Il s’agit premièrement d’un amendement de cohérence avec l’article 3, puisque son alinéa 5 rend obligatoire les messages de prévention indiquant que les téléphones et équipements mobiles connectés à internet, et donc aux réseaux sociaux, sont déconseillés aux moins de treize ans – et non pas aux moins de quinze ans. 

Ensuite, plusieurs plateformes fixent déjà actuellement une restriction pour les mineurs de moins de 13 ans, mais elles ne vérifient pas réellement l’âge de leurs utilisateurs. L’abaissement à ce seuil permettrait de faire respecter réellement cette norme. Comme l’indique le rapport de 2024 remis au Président de la République « des enfants âgés de moins de 13 ans sont inscrits en nombre sur des réseaux sociaux, pourtant en théorie interdits au moins de 13 ans.
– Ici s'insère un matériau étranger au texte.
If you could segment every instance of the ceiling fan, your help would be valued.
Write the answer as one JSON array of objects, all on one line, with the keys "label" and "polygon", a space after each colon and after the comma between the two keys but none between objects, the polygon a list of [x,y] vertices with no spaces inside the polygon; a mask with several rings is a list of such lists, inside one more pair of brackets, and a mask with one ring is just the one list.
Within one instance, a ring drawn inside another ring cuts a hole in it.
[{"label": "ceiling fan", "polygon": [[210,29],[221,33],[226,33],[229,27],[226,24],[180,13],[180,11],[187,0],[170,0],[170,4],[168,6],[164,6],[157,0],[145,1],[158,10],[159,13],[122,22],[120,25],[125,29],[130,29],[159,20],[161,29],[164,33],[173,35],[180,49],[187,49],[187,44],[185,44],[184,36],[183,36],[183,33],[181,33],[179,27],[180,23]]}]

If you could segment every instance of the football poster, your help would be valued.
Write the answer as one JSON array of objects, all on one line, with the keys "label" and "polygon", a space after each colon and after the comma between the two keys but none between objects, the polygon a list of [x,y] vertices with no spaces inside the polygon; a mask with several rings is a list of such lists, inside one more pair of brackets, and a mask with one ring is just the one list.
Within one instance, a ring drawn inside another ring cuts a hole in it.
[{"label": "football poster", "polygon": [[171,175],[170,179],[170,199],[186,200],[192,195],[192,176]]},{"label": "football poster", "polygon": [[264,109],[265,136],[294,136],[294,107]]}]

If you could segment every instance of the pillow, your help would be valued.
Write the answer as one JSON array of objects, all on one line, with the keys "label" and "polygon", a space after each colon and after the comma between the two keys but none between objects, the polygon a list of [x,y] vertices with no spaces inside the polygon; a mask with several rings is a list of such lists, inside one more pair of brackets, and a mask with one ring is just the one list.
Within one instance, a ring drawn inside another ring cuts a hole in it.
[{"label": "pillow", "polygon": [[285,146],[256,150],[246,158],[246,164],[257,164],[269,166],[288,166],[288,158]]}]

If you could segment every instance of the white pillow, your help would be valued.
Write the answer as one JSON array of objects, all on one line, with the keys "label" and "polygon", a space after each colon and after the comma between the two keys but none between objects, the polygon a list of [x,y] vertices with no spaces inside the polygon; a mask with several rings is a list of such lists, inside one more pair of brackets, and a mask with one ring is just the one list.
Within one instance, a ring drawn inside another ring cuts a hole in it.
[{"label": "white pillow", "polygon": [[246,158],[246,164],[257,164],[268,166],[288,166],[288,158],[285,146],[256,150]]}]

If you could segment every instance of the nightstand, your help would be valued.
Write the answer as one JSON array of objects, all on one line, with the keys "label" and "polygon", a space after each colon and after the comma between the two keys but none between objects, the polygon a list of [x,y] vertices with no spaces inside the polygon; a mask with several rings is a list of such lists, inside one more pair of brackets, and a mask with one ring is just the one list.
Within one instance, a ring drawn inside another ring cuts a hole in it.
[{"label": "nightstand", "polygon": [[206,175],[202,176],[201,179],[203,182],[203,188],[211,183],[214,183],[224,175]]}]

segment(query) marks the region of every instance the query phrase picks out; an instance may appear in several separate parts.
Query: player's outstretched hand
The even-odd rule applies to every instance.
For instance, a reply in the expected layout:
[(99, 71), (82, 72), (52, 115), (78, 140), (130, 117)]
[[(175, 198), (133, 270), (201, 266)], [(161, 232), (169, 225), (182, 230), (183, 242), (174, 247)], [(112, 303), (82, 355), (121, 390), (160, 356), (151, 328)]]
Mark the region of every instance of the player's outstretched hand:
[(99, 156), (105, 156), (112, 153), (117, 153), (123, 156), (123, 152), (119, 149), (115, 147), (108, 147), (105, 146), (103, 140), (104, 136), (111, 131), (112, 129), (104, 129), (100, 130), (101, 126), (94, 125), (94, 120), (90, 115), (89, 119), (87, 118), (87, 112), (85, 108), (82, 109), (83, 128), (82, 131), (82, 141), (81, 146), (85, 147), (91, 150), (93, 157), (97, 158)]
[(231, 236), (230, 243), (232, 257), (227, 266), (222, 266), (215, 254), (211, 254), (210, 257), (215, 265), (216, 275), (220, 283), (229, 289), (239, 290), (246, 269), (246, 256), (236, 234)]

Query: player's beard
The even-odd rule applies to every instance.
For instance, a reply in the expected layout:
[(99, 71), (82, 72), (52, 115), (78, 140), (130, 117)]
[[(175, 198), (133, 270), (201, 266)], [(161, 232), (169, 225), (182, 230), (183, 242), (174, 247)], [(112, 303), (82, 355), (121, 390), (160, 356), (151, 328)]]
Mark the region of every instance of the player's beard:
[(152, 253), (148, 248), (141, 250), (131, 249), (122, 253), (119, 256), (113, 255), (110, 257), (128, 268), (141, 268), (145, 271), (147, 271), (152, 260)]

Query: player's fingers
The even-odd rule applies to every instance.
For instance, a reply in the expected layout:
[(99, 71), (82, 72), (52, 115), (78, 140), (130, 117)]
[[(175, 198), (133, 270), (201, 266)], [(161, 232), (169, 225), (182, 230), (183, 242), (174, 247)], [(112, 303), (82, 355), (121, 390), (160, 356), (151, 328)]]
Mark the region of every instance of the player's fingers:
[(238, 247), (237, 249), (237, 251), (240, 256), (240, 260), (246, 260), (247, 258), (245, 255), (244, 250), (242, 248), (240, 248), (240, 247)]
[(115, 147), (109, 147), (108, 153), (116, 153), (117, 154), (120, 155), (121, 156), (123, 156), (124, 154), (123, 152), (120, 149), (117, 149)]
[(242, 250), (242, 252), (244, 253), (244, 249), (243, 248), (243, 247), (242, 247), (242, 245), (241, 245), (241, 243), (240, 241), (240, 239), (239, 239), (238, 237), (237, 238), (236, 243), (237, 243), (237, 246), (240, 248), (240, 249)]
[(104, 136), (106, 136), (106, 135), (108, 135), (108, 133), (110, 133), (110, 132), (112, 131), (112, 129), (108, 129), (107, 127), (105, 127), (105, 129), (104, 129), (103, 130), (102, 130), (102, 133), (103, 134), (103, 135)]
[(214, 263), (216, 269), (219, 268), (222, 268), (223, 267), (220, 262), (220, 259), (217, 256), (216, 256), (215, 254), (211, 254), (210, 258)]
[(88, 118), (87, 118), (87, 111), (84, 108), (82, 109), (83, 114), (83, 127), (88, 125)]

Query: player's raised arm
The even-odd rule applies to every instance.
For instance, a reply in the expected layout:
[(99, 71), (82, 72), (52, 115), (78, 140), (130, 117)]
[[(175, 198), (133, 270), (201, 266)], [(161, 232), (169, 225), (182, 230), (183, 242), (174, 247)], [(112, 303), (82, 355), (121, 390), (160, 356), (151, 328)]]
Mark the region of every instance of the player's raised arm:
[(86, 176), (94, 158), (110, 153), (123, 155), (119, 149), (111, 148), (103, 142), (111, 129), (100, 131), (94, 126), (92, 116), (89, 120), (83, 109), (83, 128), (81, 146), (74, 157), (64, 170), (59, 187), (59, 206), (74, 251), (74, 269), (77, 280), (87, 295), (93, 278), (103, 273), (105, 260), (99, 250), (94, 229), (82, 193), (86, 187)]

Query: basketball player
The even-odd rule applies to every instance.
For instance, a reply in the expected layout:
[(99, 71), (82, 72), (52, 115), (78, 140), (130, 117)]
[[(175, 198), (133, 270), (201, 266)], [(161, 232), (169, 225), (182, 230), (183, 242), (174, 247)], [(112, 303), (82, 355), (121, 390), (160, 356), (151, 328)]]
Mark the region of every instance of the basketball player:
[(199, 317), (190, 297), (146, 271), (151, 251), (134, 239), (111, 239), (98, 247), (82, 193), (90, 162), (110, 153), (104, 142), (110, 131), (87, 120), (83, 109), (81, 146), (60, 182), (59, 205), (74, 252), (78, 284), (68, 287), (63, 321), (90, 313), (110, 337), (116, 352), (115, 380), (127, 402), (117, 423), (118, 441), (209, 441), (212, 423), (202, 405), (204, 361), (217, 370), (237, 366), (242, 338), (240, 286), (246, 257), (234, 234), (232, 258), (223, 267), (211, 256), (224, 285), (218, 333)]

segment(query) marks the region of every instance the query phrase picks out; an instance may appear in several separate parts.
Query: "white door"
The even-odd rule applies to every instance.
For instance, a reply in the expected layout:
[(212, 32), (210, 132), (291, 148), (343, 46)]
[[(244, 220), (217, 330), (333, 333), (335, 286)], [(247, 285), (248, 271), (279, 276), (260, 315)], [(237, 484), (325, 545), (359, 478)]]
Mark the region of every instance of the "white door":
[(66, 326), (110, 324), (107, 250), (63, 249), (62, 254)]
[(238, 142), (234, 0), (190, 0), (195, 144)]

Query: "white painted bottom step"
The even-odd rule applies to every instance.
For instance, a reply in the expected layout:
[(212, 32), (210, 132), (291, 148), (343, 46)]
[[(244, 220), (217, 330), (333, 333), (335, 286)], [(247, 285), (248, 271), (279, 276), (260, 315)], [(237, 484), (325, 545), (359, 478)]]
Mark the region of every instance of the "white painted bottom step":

Ainsi, selon cette même étude, 58 % des jeunes de 11- 12 ans en 2021 avaient un compte sur au moins l’un des réseaux sociaux. De son côté, l’Autorité de régulation de la communication audiovisuelle et numérique (Arcom) a signalé que « 45 % des Français de 11‑12 ans sont inscrits » sur l’application TikTok.

L’interdiction des réseaux sociaux pour les moins de 15 ans souffre de plusieurs faiblesses : des exemples peu concluants à l’international (Australie, Chine, Corée...), des contournements possibles, un risque de dérive avec des restrictions plus générales des libertés sur internet. Une périmètre plus restreint ciblant d’abord les enfants de moins de 13 ans permet non pas de répondre à tous ces arguments, mais d’en amoindrir la portée. 

La résolution du Parlement européen en faveur d’une interdiction stricte de l’accès aux réseaux sociaux a été fixée à 13 ans, accompagnée de mesures d’encadrement et de limitation des risques pour les mineurs entre 13 et 16 ans. Cette mesure doit s’accompagner d’un large spectre de sensibilisation des enfants comme des parents afin de prévenir des usages non-raisonnés des écrans et des réseaux sociaux. Selon les études citées dans le rapport du Parlement européen, 97 % des jeunes se connectent à internet chaque jour et 78 % des 13 à 17 ans consultent leur appareil au moins une fois par heure. Dans le même temps, un mineur sur quatre présente un usage du smartphone qualifié de « problématique » ou « dysfonctionnel », c’est-à-dire assimilable à une dépendance.

C’est pourquoi cet amendement abaisse l’interdiction des réseaux sociaux de quinze à treize ans.